However, since the Reformation, or at least since Jacobitism ceased to be a viable politics, Irish and English Catholicism have had parallel focuses. One sought majority status in an independent state; the other wished to be seen as loyal to the state in which they found themselves, in spite of religious differences with the established. Each lamented lack of sympathy from the other side.
The Northern Ireland problem brought this out. English Tory Catholics could rightly condemn both the actions of the Provisional IRA and their rivals (INLA mainly, but also Saor Éire, IPLO and of course Official IRA/Group B, something Eamonn Gilmore and Pat Rabitte want everybody to forget, but some of us still remember) and the political and philosophic direction that (Provisional) Sinn Féin have taken. But they never showed much empathy for the position the Catholic community in Northern Ireland found themselves in or the role of the British government in creating the Stormount Regime in the 1920s and supporting it right up until the early 1970s and even then, it was only gradually dismantled. Irish Catholic opinion in the Republic either washed their hands of the northern problem ("nothing to do with us") or excessively sympathised with the Provos. True, a huge amount of Irish nationalists supported the SDLP alternative. Now, Hibernicus might answer or clarify this, but am I right in saying any sympathy the SDLP received from Britain was from the Labour side of politics (which has a lot of support from Catholics across Britain)?

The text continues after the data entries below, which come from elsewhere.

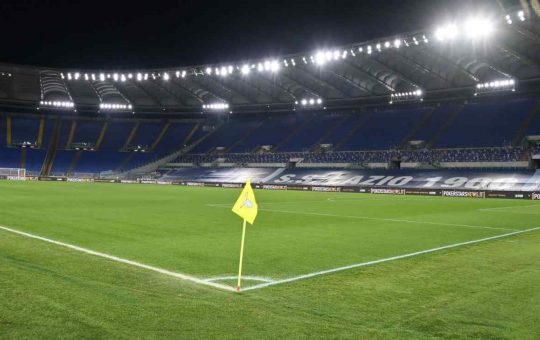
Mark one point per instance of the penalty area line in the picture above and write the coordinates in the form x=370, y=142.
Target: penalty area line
x=388, y=259
x=121, y=260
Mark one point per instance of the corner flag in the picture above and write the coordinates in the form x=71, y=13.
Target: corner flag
x=245, y=207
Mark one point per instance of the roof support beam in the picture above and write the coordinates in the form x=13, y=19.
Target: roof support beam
x=425, y=68
x=394, y=71
x=257, y=88
x=350, y=81
x=273, y=85
x=169, y=92
x=370, y=76
x=451, y=63
x=320, y=81
x=187, y=91
x=205, y=88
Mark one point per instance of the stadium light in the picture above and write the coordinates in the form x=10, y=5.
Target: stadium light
x=448, y=32
x=478, y=28
x=245, y=70
x=496, y=86
x=307, y=102
x=116, y=107
x=58, y=104
x=216, y=106
x=406, y=96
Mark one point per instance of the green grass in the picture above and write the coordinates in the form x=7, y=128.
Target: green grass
x=488, y=290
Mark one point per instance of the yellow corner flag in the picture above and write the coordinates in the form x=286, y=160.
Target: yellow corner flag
x=245, y=207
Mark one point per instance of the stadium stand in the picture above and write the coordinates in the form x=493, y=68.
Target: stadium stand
x=408, y=104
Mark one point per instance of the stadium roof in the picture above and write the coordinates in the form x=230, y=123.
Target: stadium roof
x=456, y=60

I might add that many people in the twenty-six counties tend to direct any ire about the situation in the north at the Tories, but one of the greatest Orange sympathisers among Northern Ireland secretaries was Labour's Roy Mason and the architects of the Prevention of Terrorism legislation under which the Birmingham Six and the Guildford Four were held were Labour ministers.
I should say, I can recall the late Cardinal Hume making statements about support for Sinn Féin among northern Catholics, but he was also active in relation to cases of miscarriages of justice against the Irish in Britain. I do think that the sort of English Catholic opinion under discussion was cold and indifferent on that point.
BTW, we are straying from the topic, but I would like to ask Muirchertach if he finds the thread informative?